November 15, 2006
Months before a depression/suicide screening could begin in Kenosha schools, debate on the efficacy and appropriateness of the program is in full swing.
Supporters and detractors of Columbia University’s TeenScreen addressed a Kenosha Unified School Board committee Tuesday, holding up the program — designed to identify suicide risk factors in children age 11-18 — as both a necessary opportunity for a group under-served by mental health care professionals and as lawsuit bait overreaching a school district’s place in the community.
John Kucak, Unified coordinator of student support, told the School Board’s Curriculum and Program Committee that TeenScreen — a computer-based questionnaire that would be administered to Unified eighth-graders as part of their health class unit on mental health issues — was a worthy response to Unfied’s seven confirmed teen suicides since September 2005.
“This is a tried-and-true method for identifying kids; otherwise, we would not consider it,” Kucak said.
TeenScreen requires consent from a parent and the assent of the student taking the 10- to 15-minute questionnaire which deals, in part, with moods, anxiety, substance abuse and physical health.
Students whose answers do not indicate risk factors for suicidal thoughts have a short meeting with a TeenScreen team member immediately following the screening.
Students identified as at risk by the screening meet with a volunteer mental health professional — also immediately after screening — who assesses the results and the child. If the professional finds the student to be at risk, parents are notified for a meeting and offered a referral to mental health care providers in the area.

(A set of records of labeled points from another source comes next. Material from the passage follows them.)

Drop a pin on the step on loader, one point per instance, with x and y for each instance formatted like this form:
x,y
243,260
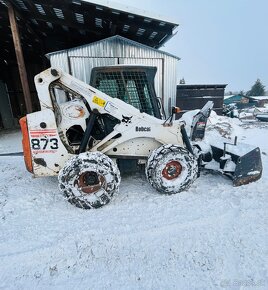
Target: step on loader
x,y
88,134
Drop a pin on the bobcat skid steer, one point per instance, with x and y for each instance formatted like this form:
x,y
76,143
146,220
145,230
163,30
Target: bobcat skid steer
x,y
86,133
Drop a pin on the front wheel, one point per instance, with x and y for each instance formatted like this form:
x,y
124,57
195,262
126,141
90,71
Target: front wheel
x,y
171,169
89,180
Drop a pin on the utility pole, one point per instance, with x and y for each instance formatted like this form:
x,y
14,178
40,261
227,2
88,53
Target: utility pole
x,y
20,58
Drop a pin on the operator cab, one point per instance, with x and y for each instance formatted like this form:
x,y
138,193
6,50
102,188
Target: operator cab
x,y
130,83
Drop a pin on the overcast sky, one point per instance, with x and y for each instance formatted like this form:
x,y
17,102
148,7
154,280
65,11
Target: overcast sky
x,y
218,41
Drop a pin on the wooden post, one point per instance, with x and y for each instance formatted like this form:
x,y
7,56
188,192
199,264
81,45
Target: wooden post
x,y
20,59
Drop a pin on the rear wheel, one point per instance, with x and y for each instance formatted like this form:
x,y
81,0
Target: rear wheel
x,y
171,169
89,180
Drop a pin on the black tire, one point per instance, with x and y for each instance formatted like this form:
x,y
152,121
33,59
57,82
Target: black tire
x,y
171,169
89,180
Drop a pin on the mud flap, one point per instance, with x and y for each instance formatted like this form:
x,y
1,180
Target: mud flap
x,y
248,168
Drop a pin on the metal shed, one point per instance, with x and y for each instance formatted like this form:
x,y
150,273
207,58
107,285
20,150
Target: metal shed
x,y
114,50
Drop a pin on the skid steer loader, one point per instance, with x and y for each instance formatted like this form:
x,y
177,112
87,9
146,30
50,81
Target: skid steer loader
x,y
87,134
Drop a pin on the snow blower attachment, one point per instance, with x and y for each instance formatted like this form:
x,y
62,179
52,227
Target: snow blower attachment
x,y
89,134
241,162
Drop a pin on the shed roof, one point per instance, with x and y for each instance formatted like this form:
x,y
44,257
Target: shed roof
x,y
112,40
48,25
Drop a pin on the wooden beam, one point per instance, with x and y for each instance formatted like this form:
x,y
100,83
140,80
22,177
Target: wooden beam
x,y
20,59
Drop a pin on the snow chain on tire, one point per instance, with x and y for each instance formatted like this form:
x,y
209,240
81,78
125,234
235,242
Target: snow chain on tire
x,y
171,169
95,167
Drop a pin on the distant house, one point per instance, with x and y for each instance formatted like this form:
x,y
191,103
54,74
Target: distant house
x,y
240,101
260,100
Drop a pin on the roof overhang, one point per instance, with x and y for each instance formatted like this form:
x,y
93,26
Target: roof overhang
x,y
47,25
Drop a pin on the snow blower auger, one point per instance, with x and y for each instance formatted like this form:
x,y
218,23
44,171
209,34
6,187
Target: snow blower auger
x,y
239,161
88,134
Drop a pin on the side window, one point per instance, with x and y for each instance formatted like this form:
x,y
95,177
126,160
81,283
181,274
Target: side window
x,y
109,87
133,94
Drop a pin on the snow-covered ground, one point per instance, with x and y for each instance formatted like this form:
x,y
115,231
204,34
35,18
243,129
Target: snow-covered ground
x,y
213,236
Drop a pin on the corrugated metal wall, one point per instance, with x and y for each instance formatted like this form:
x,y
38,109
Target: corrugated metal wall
x,y
116,50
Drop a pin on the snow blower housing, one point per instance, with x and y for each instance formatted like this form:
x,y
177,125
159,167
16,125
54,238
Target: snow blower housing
x,y
87,134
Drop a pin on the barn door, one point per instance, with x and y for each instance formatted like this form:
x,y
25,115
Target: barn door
x,y
157,62
81,66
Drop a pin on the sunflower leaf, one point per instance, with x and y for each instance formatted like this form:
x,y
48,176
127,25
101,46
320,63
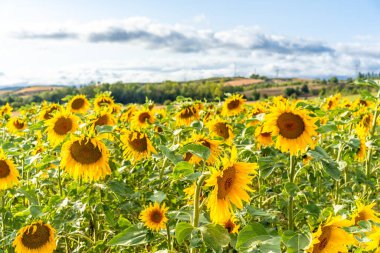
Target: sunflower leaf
x,y
182,231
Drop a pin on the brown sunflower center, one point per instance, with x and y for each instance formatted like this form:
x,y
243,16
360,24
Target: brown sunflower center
x,y
229,225
222,130
77,103
4,169
291,125
188,113
226,182
233,104
102,120
156,216
36,236
139,144
85,152
19,124
143,117
63,125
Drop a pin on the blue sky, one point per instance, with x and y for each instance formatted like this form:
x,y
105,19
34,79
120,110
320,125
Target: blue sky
x,y
75,42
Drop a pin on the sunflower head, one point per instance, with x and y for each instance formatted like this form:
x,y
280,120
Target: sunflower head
x,y
233,105
136,145
142,118
8,173
154,216
34,238
85,157
60,126
293,128
78,104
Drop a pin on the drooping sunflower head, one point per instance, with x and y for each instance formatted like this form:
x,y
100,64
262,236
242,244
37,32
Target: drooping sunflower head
x,y
154,216
365,213
201,139
264,139
142,118
85,157
187,114
48,111
6,110
331,237
230,186
103,100
60,126
221,128
35,238
233,105
293,128
8,173
16,125
136,145
78,104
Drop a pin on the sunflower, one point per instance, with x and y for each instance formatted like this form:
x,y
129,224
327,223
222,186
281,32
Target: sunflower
x,y
48,111
8,173
35,238
154,216
6,110
78,104
142,118
201,139
187,114
292,126
136,145
365,213
331,237
103,100
16,125
263,138
231,226
85,157
374,243
230,186
60,125
233,105
221,128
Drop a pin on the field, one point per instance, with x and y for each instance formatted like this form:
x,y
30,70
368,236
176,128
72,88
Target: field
x,y
276,175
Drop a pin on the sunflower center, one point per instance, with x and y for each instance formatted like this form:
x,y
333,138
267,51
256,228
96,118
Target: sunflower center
x,y
77,103
143,117
36,236
139,144
156,216
85,152
19,124
229,225
226,182
102,120
233,104
63,125
291,125
222,130
4,169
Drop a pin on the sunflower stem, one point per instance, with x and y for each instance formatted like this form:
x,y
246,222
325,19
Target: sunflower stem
x,y
196,204
168,237
291,199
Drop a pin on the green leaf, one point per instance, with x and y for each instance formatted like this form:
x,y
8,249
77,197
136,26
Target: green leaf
x,y
182,231
129,237
254,237
215,237
170,154
196,149
183,169
35,211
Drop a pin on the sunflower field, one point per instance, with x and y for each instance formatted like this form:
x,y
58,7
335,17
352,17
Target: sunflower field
x,y
277,175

“This is a screening program that has very successful results,” said Cindy Johnson, Kenosha County director of nursing and a TeenScreen proponent. “To receive access to care is really difficult given insurance situations and costs. TeenScreen is a very good way for children to get an assessment.”
But TeenScreen, which is being explored by Unified in association with Congregations United to Serve Humanity, has loud critics around the country. Amy Grimely, interim president of the newly formed Kenosha Parents Union, has examined that criticism and believes TeenScreen is not effective and questions its motives.
“I do believe the school district has a problem,” Grimely said. “I do not believe this is the answer.”
Grimely said there is no evidence the program prevents suicide and that it falsely labels a number of children as being suicidal. She also said the program was designed by drug companies with the intent of getting more children to take prescription drugs.
She was also disappointed to hear that Unified had been considering the program since 2004 without opening a dialogue with parents.
“They should have been blowing trumpets, saying, ‘This is what we are doing,’” said Grimsely, who pointed to a lawsuit in Indiana that challenges TeenScreen as a reason for Unified to be cautious.
John Nordquist, publisher of the Daily Kenoshan, a community Web site, said TeenScreen reaches too far into students’ lives.
“To be saying you need a psychiatrist or you are suicidal, that’s not for a school to say,” Nordquist said.
While representatives of the National Alliance on Mental Illness and CUSH supported the program and the Parents Union, Daily Kenoshan and a group called Freedom 2000 railed against it, Pierce said the School Board would not likely take up TeenScreen again in January and look for alternatives in the meantime.
Board members on the committee gave TeenScreen little chance.
“I don’t even know if this can pass,” board member Gilbert Ostman said. “I don’t know how you’re going to get by the controversy.”
“I’m not sure how much legwork was done in looking into TeenScreen, and where their funding comes from. From what I’ve seen, I don’t like the roots of this,” board member Pam Stevens said. “There is no chance I would allow this in this school district.”
Unified would be better off working on a program teaching students to identify the signs of suicide in each other that the district recently started using in its high schools, Grimely said.
“This is where I would focus our efforts, not on a program that is controversial around the country,” she said.